Angioscopes are ultrathin and flexible forward-viewing optical imaging devices that guide clinical procedures in the cardiovascular system. Cardiovascular disease, led by heart attack and stroke, are the leading cause of death in the US and globally. Due to basic limitations of conventional optics, these angioscopes are currently made with a bundle of over a thousand glass optical fibers, a 50-year-old technology that provides resolution that is too low and a stiffness that is too high for important potential applications. To reach clinically significant targets in the brain and heart, the angioscope needs to be more flexible and the rigid tip length must be reduced to only a few times the width of a human hair. Such an incredibly agile angioscope in the hands of a neurosurgeon could snake its way deep into the brain to remove blood clots, which can help a stroke patient. Further, a cardiologist could use this device to pass vessel-clogging plaque deposits and accurately apply a range of therapies in coronary arteries in response to heart attacks. The potential to reduce morbidity and mortality from stroke and heart attacks could benefit many individuals. This research project at the interface between nanophotonics and bioengineering aims to develop the technology that could enable such ultra-miniature agile angioscopes by using emerging optical hardware and artificial intelligence-enabled software image reconstruction. The project brings together scientists and engineers from academia and startup companies with medical professionals to solve this high-impact problem.

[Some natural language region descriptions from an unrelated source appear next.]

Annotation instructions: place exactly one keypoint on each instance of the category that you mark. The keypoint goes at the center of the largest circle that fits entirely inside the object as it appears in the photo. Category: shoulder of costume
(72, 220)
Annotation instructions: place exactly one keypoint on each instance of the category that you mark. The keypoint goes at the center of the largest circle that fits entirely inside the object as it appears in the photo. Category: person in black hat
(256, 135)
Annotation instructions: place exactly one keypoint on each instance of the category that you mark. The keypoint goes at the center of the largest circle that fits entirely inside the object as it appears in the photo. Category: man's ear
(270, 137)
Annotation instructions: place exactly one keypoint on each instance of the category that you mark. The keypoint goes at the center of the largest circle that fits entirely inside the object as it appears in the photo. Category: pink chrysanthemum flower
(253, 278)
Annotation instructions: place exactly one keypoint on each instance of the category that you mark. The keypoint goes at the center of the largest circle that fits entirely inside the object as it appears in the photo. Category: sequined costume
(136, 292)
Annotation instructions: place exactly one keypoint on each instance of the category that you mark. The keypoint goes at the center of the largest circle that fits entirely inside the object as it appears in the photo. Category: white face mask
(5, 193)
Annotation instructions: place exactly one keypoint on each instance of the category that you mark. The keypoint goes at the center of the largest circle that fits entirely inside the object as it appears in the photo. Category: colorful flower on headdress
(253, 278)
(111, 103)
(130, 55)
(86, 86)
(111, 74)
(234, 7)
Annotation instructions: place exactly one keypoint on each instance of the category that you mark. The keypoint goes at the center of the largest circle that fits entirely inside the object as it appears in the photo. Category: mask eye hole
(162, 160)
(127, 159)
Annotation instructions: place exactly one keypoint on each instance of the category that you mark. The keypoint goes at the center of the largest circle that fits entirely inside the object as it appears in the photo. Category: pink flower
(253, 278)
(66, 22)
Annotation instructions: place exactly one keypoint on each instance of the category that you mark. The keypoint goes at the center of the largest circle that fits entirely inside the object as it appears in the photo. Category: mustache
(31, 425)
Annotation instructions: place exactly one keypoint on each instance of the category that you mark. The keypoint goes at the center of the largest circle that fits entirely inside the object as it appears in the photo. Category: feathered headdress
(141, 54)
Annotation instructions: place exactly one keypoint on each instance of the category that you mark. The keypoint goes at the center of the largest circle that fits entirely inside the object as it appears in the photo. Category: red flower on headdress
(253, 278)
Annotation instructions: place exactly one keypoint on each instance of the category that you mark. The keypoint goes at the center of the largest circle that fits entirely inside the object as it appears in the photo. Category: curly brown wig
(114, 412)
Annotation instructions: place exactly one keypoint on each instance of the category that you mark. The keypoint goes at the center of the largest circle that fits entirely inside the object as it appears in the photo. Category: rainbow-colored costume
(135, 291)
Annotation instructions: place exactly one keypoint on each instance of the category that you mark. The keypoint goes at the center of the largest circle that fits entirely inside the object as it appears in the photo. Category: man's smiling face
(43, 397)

Ultrathin and flexible forward-viewing endoscopes, also known as angioscopes, are of critical importance for treating many cardiovascular diseases, including stroke and heart attacks, both of which are among the leading causes of death in the United States. Current medical instruments based on traditional refractive optics are too bulky to be used deep in the brain and in diseased coronary arteries. To reach locations of stroke in the brain, the rigid tip length in an angioscope must be reduced to sub-millimeter length scale. Emerging nanophotonics and metamaterial technology have the potential to achieve such clinically significant miniaturization. Meta-optics provide many degrees of freedom to design completely new types of optical elements. Multi-scale electromagnetic simulation coupled with optimization techniques have already enabled design of a meta-optic combining functionalities of multiple optical elements. In conjunction with a computational backend, meta-optics that also capture aberration-free images in full color should be possible. Combining computational inverse methods based on machine learning, semiconductor nanomanufacturing, and techniques from medical instrumentation, including advanced saline flushing, this project aims to create a micro-imaging system with 250-micron aperture and 100-micron rigid tip thickness, which will capture full-color images in a 100-degree field of view with cellular resolution. Along with academic researchers from basic science and engineering disciplines, this project includes partners associated with startups commercializing meta-optics and endoscopes as well as minimally invasive, interventional surgeons specializing in cardiovascular diseases.

This award reflects NSF's statutory mission and has been deemed worthy of support through evaluation using the Foundation's intellectual merit and broader impacts review criteria.